From the Guidelines
Therapeutic heparin should be delayed for at least 14 days after a large stroke, as defined by a National Institutes of Health Stroke Scale (NIHSS) score > 15 or lesions involving complete arterial territory or > 1 arterial territory, due to the increased risk of hemorrhagic transformation. The correlation between the size of thrombotic or embolic strokes and the risk of hemorrhagic transformation when therapeutic heparin is administered early is well-established, with larger strokes carrying significantly higher risks of bleeding complications 1. The mechanism behind this correlation involves the extent of endothelial damage and blood-brain barrier disruption, which are proportional to infarct size. Additionally, mass effect from larger strokes can cause increased local pressure, further compromising vascular integrity.
Key Considerations
- The risk of recurrent ischemic stroke is high in the first 14 days after a stroke, but the risk of symptomatic hemorrhagic transformation is also substantial, ranging from 6% to 21% in patients receiving thrombolytics 1.
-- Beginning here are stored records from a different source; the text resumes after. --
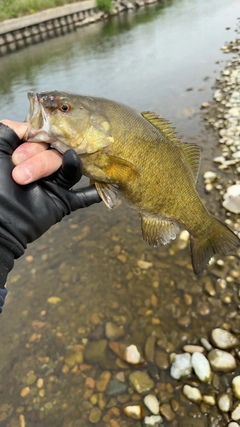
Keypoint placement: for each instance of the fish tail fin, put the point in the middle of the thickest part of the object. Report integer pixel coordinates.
(218, 239)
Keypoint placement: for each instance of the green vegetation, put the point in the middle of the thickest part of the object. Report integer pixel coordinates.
(105, 5)
(15, 8)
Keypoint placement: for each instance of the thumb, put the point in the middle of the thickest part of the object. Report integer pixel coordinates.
(84, 197)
- Anticoagulation reduces the risk of recurrent ischemic stroke but increases the risk of cerebral hemorrhage during the acute post-stroke phase.
- Patients with early signs of hemorrhage on neuroimaging are at highest risk of further intracerebral bleeding and should delay initiation of oral anticoagulation to allow healing of the blood–brain barrier.
Recommendations
- For smaller strokes, therapeutic anticoagulation with heparin may be considered earlier, sometimes within 24 hours, if the clinical need is pressing (such as with high-risk cardioembolic sources) 1.
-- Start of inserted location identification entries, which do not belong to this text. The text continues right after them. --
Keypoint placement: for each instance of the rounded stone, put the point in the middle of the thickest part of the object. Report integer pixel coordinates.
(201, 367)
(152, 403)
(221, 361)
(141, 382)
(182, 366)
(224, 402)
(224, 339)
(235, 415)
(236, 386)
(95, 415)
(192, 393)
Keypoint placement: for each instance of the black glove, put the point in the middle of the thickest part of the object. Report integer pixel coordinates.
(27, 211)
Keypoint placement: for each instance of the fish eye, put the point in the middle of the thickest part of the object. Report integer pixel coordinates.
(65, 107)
- Before initiating therapeutic heparin, a follow-up CT scan should be performed to exclude any early hemorrhagic transformation that may have occurred spontaneously.
- The dosage of heparin should be carefully adjusted based on the patient's condition and the results of regular monitoring of activated partial thromboplastin time.
Clinical Implications
- The decision to initiate therapeutic heparin should be made on a case-by-case basis, taking into account the individual patient's risk factors and clinical presentation.
- Close monitoring of the patient's condition and regular follow-up imaging studies are essential to minimize the risk of hemorrhagic transformation and other complications.
From the FDA Drug Label
Warnings Hemorrhage Hemorrhage can occur at virtually any site in patients receiving heparin An unexplained fall in hematocrit, fall in blood pressure or any other unexplained symptom should lead to serious consideration of a hemorrhagic event.
The FDA drug label does not answer the question.
From the Research
Correlation with Size of Thrombotic or Embolic Stroke
- The size of the thrombotic or embolic stroke may influence the risk of haemorrhagic transformation when given therapeutic heparin within a certain time frame 2, 3, 4.
- A study found that patients with CT-visible evidence of recent cerebral ischaemia were at increased risk of thrombotic events 2.
- Another study suggested that the size of the infarct may be a factor in the risk of haemorrhagic transformation, with larger infarcts potentially being at higher risk 4.
Risk of Haemorrhagic Transformation
- The risk of haemorrhagic transformation may be influenced by the timing of anticoagulation therapy, with some studies suggesting that earlier initiation of anticoagulation may not necessarily reduce the risk of haemorrhagic transformation 3, 5.
- A study found that subcutaneous heparin at a prophylactic dose may reduce the risk of haemorrhagic transformation in acute ischemic stroke patients with a cerebral lesion diameter ≥ 3 cm 4.
- Another study found that low molecular weight heparin was associated with an increased risk of symptomatic intracranial haemorrhage, particularly in patients treated within 24 hours of stroke onset 5.
Therapeutic Heparin and Time Frame
- The optimal time frame for initiating therapeutic heparin in patients with thrombotic or embolic stroke is unclear, with some studies suggesting that earlier initiation may not necessarily improve outcomes 3, 5.
- A study found that patients started on anticoagulation between 4 and 14 days after stroke did not have a lower rate of symptomatic intracranial hemorrhage or recurrent ischemic events compared to those started earlier or later 3.
- Another study suggested that heparin may be beneficial in certain subpopulations of ischemic stroke patients, including those with symptomatic large artery stenosis, non-occlusive intraluminal thrombus, and high-risk cardiac conditions 6.